TALLAHASSEE (CBSMiami) – After winning access to a U.S. Department of Homeland Security database of non-citizens living in Florida, Gov. Rick Scott said he sees no reason why the state’s 67 elections supervisors shouldn’t return to removing ineligible voters from the rolls.

But the supervisors, many of whom have resisted the purge, say they’re not ready to trust the new lists without reviewing them first, especially with less than four months remaining until the November election.

The state appeared to win a months-long struggle with the federal government Saturday over use of the Systematic Alien Verification for Entitlements, or SAVE, database. Florida Secretary of State Ken Detzner quickly sent a letter Saturday to elections supervisors, suggesting that the SAVE material would allow the purge to resume.

“You know, it’s very reliable data, so I can’t imagine they’re not going to go forward and make sure,” Scott told CNN Monday.

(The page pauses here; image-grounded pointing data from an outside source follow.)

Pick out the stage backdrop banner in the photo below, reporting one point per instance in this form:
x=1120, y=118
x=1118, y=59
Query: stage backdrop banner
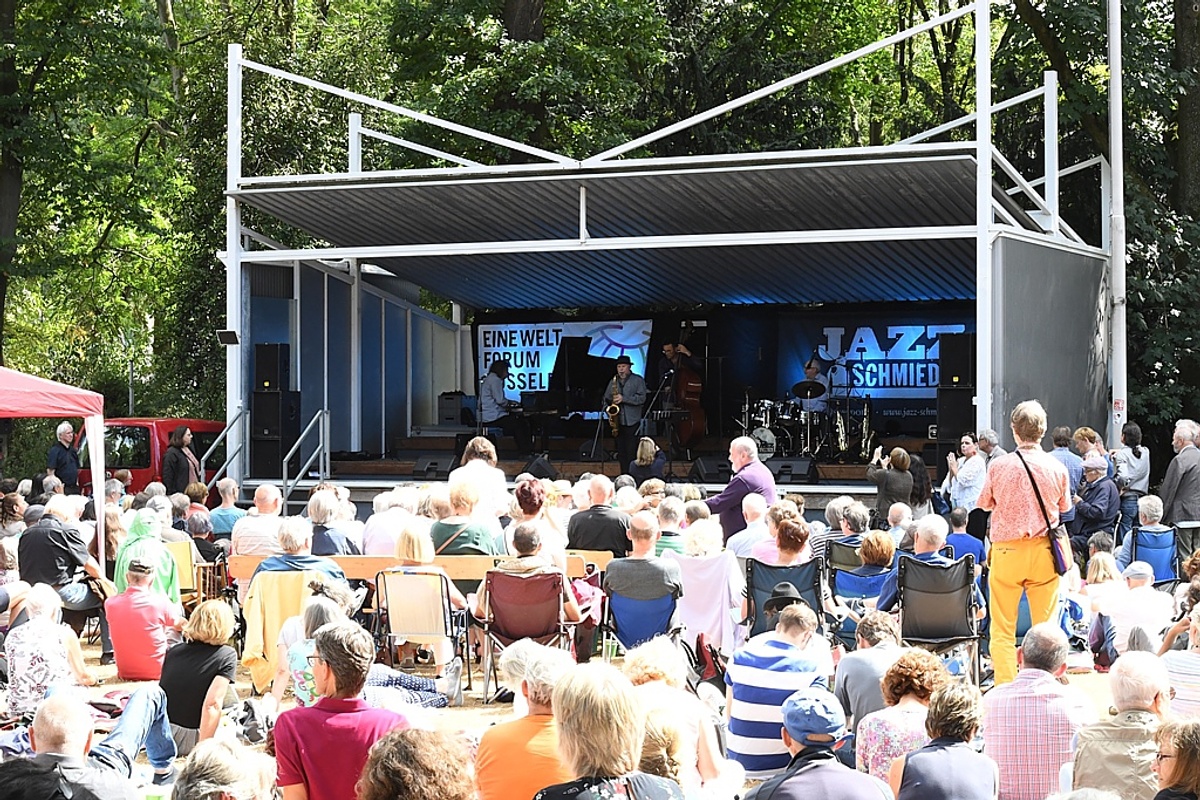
x=891, y=358
x=532, y=347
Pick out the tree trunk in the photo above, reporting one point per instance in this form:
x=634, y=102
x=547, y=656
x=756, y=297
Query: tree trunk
x=1186, y=194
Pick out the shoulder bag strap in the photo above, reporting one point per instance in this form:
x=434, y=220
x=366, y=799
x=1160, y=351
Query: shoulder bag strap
x=449, y=541
x=1037, y=493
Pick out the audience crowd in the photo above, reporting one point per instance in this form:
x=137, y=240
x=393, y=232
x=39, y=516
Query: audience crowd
x=826, y=702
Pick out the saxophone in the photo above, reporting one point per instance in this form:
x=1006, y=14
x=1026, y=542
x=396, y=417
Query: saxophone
x=613, y=411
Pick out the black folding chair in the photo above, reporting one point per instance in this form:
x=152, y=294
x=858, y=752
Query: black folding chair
x=937, y=607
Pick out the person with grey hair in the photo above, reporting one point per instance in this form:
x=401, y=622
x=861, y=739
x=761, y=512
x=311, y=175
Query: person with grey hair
x=931, y=531
x=63, y=459
x=321, y=750
x=1153, y=533
x=295, y=541
x=53, y=552
x=1181, y=486
x=225, y=770
x=989, y=446
x=750, y=476
x=599, y=527
x=1035, y=714
x=1116, y=753
x=520, y=757
x=390, y=512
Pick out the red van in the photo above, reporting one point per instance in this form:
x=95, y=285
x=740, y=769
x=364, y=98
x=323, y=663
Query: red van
x=138, y=445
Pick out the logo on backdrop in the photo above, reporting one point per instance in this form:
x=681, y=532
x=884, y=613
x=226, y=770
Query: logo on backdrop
x=885, y=361
x=532, y=348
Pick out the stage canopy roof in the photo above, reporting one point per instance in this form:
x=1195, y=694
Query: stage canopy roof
x=803, y=228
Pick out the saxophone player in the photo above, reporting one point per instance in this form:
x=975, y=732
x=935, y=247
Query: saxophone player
x=628, y=392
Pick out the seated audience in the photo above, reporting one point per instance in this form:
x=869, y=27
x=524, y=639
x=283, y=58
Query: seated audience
x=659, y=678
x=324, y=509
x=198, y=674
x=417, y=764
x=1035, y=714
x=813, y=723
x=1183, y=671
x=63, y=735
x=1177, y=761
x=1117, y=753
x=295, y=541
x=141, y=623
x=321, y=751
x=600, y=734
x=760, y=677
x=520, y=757
x=948, y=768
x=899, y=728
x=1132, y=619
x=225, y=770
x=859, y=675
x=42, y=653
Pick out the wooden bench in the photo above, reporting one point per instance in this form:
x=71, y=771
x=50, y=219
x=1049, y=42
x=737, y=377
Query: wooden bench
x=457, y=567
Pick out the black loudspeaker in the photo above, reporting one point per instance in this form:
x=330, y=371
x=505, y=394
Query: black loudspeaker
x=955, y=413
x=711, y=470
x=540, y=467
x=798, y=469
x=273, y=367
x=433, y=468
x=275, y=415
x=267, y=457
x=955, y=361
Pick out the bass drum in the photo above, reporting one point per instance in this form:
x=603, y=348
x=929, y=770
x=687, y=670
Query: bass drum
x=772, y=441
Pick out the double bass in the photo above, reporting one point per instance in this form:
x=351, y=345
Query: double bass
x=687, y=386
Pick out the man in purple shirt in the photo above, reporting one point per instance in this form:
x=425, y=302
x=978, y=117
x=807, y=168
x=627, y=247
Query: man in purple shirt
x=750, y=476
x=321, y=750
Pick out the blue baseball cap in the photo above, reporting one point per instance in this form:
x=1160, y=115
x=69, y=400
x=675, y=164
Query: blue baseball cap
x=814, y=713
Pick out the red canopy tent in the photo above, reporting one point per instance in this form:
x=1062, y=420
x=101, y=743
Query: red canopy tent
x=23, y=395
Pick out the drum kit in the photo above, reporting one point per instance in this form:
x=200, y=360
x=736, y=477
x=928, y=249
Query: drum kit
x=783, y=427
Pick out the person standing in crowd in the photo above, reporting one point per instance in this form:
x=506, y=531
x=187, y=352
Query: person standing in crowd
x=750, y=475
x=628, y=392
x=496, y=409
x=1181, y=486
x=1020, y=559
x=1030, y=723
x=892, y=477
x=180, y=465
x=63, y=459
x=1074, y=464
x=967, y=473
x=1131, y=463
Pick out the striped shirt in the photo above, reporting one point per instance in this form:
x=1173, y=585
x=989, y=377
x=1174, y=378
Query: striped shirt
x=763, y=674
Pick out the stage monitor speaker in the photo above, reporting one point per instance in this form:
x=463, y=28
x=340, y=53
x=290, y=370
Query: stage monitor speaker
x=275, y=415
x=955, y=413
x=955, y=361
x=273, y=367
x=711, y=470
x=797, y=469
x=267, y=458
x=433, y=468
x=540, y=467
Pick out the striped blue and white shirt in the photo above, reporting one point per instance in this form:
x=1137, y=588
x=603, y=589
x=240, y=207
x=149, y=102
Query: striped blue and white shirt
x=763, y=674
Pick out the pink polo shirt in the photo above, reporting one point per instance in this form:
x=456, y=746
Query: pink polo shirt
x=325, y=746
x=138, y=620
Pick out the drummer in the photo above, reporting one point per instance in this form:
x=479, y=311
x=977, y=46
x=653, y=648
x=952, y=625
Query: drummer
x=813, y=374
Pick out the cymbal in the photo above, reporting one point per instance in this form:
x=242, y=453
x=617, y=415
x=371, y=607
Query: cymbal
x=808, y=389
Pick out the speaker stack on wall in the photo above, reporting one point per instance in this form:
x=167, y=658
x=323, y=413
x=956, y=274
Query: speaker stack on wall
x=955, y=392
x=274, y=413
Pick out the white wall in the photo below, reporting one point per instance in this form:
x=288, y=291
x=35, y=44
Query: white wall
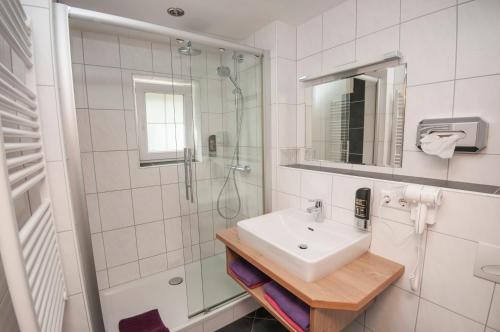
x=40, y=11
x=452, y=71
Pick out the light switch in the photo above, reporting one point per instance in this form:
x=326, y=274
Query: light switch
x=487, y=263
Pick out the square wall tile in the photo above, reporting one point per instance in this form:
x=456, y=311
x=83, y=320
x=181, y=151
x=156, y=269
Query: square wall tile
x=104, y=87
x=111, y=169
x=265, y=38
x=123, y=273
x=150, y=239
x=414, y=8
x=142, y=176
x=108, y=130
x=76, y=46
x=433, y=318
x=339, y=24
x=84, y=136
x=93, y=213
x=374, y=15
x=288, y=180
x=309, y=37
x=426, y=102
x=116, y=209
x=286, y=40
x=101, y=49
x=337, y=56
x=135, y=54
x=170, y=197
x=478, y=49
x=456, y=217
x=152, y=265
x=147, y=204
x=98, y=250
x=394, y=311
x=287, y=126
x=88, y=170
x=102, y=279
x=286, y=90
x=173, y=234
x=436, y=61
x=175, y=258
x=79, y=86
x=482, y=164
x=73, y=318
x=479, y=97
x=316, y=186
x=448, y=276
x=120, y=246
x=69, y=261
x=378, y=43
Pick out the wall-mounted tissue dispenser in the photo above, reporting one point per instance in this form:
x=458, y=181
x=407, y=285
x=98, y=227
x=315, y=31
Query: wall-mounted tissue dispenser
x=473, y=132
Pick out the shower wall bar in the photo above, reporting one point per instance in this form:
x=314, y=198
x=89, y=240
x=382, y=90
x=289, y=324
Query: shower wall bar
x=122, y=22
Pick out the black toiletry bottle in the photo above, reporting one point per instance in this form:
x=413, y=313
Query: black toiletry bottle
x=362, y=207
x=212, y=146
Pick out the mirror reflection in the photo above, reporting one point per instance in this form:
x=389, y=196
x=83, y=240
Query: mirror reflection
x=358, y=119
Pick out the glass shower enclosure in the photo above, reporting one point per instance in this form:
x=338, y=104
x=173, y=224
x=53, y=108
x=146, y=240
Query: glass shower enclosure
x=177, y=126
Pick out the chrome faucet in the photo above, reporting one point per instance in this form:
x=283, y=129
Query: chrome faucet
x=316, y=210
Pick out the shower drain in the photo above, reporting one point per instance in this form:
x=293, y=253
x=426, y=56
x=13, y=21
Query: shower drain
x=175, y=281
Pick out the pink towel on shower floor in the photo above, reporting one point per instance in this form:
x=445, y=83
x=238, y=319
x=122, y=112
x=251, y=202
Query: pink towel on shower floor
x=146, y=322
x=282, y=314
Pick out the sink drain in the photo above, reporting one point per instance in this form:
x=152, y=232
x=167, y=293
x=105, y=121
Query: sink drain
x=175, y=281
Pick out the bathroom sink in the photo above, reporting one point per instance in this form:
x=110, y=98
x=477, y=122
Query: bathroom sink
x=310, y=250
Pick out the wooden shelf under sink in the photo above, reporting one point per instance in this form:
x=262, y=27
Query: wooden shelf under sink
x=335, y=300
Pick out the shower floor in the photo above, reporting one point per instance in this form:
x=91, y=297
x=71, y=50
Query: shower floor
x=208, y=284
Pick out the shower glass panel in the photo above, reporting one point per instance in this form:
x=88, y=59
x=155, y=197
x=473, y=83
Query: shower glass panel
x=227, y=166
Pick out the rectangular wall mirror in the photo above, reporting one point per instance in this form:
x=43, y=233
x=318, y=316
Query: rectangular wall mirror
x=357, y=119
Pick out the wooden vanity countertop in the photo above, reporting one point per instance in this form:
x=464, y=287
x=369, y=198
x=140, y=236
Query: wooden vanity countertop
x=351, y=287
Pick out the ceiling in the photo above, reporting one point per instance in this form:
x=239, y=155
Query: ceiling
x=232, y=19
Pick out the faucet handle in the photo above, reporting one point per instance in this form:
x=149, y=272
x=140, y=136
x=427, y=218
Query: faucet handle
x=317, y=202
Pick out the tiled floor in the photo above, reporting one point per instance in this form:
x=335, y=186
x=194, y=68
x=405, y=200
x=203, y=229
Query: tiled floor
x=257, y=321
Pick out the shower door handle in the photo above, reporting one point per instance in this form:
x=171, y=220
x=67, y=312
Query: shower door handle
x=188, y=174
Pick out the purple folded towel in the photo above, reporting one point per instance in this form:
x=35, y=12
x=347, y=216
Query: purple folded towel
x=291, y=305
x=146, y=322
x=247, y=273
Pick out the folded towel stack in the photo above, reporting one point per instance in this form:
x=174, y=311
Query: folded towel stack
x=289, y=306
x=247, y=273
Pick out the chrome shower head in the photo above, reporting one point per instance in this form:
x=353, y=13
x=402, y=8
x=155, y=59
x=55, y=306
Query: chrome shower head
x=223, y=71
x=188, y=50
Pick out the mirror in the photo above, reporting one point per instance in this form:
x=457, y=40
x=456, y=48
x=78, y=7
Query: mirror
x=358, y=119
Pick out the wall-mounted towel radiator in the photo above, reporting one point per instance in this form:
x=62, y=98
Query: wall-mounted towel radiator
x=28, y=246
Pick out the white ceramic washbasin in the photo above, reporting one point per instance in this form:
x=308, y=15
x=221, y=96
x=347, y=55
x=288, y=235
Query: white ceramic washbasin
x=280, y=235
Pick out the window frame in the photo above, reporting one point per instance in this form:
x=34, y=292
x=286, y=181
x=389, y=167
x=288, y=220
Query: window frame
x=161, y=85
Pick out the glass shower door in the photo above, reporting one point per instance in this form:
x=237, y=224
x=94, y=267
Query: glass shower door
x=226, y=166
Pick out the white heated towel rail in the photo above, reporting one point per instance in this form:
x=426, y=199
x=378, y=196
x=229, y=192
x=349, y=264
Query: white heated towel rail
x=29, y=248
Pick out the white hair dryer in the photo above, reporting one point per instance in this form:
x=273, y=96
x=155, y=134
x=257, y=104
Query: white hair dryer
x=421, y=199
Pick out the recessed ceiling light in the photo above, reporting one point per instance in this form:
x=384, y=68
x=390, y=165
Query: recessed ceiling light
x=175, y=12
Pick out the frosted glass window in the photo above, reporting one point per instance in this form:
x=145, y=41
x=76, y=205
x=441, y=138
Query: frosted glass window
x=164, y=122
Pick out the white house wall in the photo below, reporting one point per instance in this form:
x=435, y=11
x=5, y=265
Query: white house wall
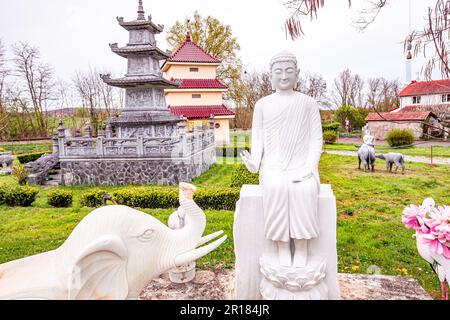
x=430, y=99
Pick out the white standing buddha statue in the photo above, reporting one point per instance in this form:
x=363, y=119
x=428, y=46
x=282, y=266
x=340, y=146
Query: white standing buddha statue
x=286, y=149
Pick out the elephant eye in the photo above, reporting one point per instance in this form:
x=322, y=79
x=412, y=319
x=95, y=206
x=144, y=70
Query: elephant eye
x=147, y=235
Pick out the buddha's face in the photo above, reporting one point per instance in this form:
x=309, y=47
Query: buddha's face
x=284, y=76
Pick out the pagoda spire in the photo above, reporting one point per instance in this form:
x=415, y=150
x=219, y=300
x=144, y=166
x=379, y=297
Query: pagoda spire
x=141, y=12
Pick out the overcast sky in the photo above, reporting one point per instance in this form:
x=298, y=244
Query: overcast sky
x=74, y=34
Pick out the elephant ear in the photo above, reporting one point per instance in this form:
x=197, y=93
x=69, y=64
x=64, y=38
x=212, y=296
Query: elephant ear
x=99, y=273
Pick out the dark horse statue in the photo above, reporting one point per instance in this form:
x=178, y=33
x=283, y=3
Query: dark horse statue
x=366, y=155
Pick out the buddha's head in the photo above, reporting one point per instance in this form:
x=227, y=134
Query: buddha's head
x=284, y=72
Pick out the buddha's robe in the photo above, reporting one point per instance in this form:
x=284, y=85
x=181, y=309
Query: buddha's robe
x=286, y=145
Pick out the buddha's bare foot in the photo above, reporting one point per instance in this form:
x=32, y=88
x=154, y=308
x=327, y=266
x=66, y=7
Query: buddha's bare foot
x=300, y=253
x=300, y=260
x=284, y=254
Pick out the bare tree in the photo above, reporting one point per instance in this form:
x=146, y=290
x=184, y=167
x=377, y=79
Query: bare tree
x=38, y=80
x=435, y=33
x=86, y=85
x=96, y=96
x=382, y=94
x=314, y=85
x=348, y=89
x=255, y=86
x=4, y=72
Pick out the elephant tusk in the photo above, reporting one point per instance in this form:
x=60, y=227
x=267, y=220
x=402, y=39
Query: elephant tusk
x=197, y=253
x=209, y=237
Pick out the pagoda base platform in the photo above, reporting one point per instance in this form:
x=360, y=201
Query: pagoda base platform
x=136, y=171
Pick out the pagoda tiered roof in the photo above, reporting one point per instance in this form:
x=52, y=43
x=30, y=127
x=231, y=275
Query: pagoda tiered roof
x=190, y=52
x=200, y=83
x=150, y=81
x=201, y=112
x=141, y=24
x=144, y=49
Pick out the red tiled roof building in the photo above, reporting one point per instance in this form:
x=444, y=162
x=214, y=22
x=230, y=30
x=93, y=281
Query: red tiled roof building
x=199, y=94
x=424, y=108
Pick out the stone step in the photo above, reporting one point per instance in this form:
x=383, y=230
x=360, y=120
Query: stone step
x=219, y=285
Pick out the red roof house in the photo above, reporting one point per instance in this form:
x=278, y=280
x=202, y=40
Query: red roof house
x=426, y=88
x=199, y=94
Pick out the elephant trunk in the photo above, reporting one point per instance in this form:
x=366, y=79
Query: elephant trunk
x=192, y=233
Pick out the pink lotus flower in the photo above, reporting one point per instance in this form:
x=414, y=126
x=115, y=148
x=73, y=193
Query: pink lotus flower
x=432, y=225
x=441, y=214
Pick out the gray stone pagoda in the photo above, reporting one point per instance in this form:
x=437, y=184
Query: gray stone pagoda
x=146, y=143
x=145, y=113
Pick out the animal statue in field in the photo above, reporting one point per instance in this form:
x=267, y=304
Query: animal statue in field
x=111, y=254
x=392, y=158
x=432, y=235
x=6, y=160
x=366, y=155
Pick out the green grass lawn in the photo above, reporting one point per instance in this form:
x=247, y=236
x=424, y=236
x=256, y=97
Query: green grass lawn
x=438, y=151
x=370, y=232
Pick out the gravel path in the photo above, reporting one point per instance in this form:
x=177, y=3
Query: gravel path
x=407, y=158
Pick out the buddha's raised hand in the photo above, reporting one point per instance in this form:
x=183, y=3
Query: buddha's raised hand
x=248, y=161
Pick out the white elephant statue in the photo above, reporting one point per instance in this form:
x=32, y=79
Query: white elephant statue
x=111, y=254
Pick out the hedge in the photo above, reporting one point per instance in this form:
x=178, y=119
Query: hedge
x=152, y=198
x=18, y=196
x=60, y=198
x=93, y=198
x=329, y=137
x=30, y=157
x=230, y=151
x=241, y=176
x=331, y=127
x=147, y=197
x=400, y=137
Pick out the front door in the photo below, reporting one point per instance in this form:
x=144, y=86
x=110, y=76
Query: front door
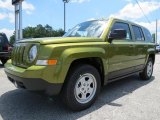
x=121, y=53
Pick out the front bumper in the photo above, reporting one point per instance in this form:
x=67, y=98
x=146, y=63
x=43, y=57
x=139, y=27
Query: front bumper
x=34, y=78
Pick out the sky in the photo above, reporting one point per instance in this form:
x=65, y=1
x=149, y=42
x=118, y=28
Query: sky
x=51, y=12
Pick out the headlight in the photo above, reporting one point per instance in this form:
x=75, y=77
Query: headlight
x=33, y=53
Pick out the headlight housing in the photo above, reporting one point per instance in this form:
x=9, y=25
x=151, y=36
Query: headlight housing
x=33, y=53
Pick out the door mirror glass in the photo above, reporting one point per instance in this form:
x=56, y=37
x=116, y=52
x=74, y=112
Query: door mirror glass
x=117, y=34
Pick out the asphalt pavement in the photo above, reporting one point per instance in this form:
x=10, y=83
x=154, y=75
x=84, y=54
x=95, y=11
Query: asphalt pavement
x=127, y=99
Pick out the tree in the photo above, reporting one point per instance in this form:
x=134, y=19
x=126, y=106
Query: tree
x=38, y=32
x=154, y=37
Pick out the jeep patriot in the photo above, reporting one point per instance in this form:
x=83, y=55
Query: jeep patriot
x=85, y=59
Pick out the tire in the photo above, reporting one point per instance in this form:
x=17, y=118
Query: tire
x=77, y=95
x=148, y=70
x=3, y=60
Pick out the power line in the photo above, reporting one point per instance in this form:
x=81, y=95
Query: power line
x=143, y=12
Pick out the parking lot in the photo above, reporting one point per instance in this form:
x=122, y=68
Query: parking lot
x=127, y=99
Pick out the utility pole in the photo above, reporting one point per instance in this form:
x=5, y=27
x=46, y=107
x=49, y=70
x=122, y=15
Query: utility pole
x=18, y=19
x=65, y=1
x=156, y=31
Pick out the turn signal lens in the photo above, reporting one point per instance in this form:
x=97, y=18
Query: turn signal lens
x=52, y=62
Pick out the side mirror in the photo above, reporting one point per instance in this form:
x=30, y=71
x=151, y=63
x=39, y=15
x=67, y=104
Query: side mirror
x=117, y=34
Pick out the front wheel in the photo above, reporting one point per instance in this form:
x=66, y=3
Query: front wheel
x=82, y=87
x=148, y=70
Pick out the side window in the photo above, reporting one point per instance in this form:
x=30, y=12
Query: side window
x=148, y=35
x=124, y=26
x=138, y=33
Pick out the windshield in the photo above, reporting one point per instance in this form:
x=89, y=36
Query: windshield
x=87, y=29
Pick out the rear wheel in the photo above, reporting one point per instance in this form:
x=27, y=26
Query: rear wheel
x=148, y=70
x=82, y=87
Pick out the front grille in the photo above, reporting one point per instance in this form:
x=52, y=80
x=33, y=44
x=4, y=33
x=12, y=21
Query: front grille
x=18, y=55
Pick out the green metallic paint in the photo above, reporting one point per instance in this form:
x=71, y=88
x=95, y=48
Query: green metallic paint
x=115, y=56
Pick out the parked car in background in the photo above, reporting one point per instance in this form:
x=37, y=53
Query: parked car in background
x=157, y=48
x=85, y=59
x=5, y=48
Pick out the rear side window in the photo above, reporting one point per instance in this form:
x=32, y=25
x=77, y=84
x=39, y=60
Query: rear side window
x=124, y=26
x=138, y=33
x=148, y=35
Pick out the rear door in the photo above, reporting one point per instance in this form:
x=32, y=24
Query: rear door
x=141, y=47
x=121, y=53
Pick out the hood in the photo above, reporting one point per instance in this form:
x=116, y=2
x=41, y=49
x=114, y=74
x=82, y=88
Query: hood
x=59, y=40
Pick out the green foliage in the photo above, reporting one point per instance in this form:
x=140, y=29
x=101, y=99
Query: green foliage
x=38, y=32
x=154, y=37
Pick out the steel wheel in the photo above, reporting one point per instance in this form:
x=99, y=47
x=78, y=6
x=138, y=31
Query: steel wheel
x=149, y=68
x=85, y=88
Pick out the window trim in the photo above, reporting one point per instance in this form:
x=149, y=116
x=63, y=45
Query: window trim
x=121, y=22
x=141, y=33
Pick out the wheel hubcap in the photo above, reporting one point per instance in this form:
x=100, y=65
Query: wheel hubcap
x=149, y=69
x=85, y=88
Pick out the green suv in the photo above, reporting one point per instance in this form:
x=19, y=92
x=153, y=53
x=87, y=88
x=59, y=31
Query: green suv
x=85, y=59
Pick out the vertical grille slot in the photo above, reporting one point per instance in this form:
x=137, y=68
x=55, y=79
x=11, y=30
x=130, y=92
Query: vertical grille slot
x=17, y=55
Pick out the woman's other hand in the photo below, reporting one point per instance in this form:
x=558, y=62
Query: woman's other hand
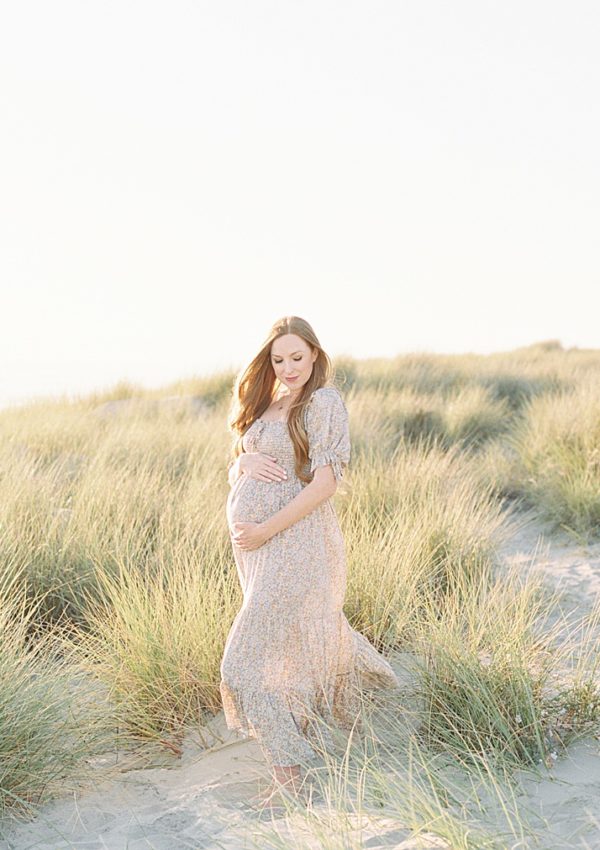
x=261, y=466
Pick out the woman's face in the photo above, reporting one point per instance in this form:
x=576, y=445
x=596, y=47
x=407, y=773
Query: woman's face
x=292, y=359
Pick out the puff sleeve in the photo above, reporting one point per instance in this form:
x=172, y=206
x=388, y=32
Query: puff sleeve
x=328, y=430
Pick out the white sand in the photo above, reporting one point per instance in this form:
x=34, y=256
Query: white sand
x=200, y=800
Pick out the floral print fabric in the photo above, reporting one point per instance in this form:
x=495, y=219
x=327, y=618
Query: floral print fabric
x=291, y=658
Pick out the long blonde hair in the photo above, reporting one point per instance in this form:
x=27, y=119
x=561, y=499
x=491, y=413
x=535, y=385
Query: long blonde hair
x=254, y=390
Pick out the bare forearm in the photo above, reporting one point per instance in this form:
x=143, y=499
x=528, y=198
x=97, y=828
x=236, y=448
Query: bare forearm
x=301, y=505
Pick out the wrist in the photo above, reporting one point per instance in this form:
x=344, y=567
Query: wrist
x=267, y=528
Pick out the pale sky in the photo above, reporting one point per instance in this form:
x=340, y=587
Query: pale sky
x=407, y=176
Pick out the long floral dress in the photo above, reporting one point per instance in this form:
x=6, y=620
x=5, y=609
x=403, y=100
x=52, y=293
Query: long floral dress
x=291, y=656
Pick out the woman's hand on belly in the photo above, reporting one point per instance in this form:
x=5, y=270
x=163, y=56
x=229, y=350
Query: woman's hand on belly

Vicki Davis, president of the Florida State Association of Supervisors of Elections and the supervisor in Martin County, said the association’s executive committee is meeting Tuesday to map out its strategy. And in speaking to Detzner, Davis said, she came away with the understanding that the data might not be available until after the statewide primary on Aug. 14.

“It’s going to take time to finalize the process,” she said.

Voting rights groups are also worried about the timing.

They say purging the rolls so soon before a presidential election could disenfranchise voters – to the advantage of GOP candidates.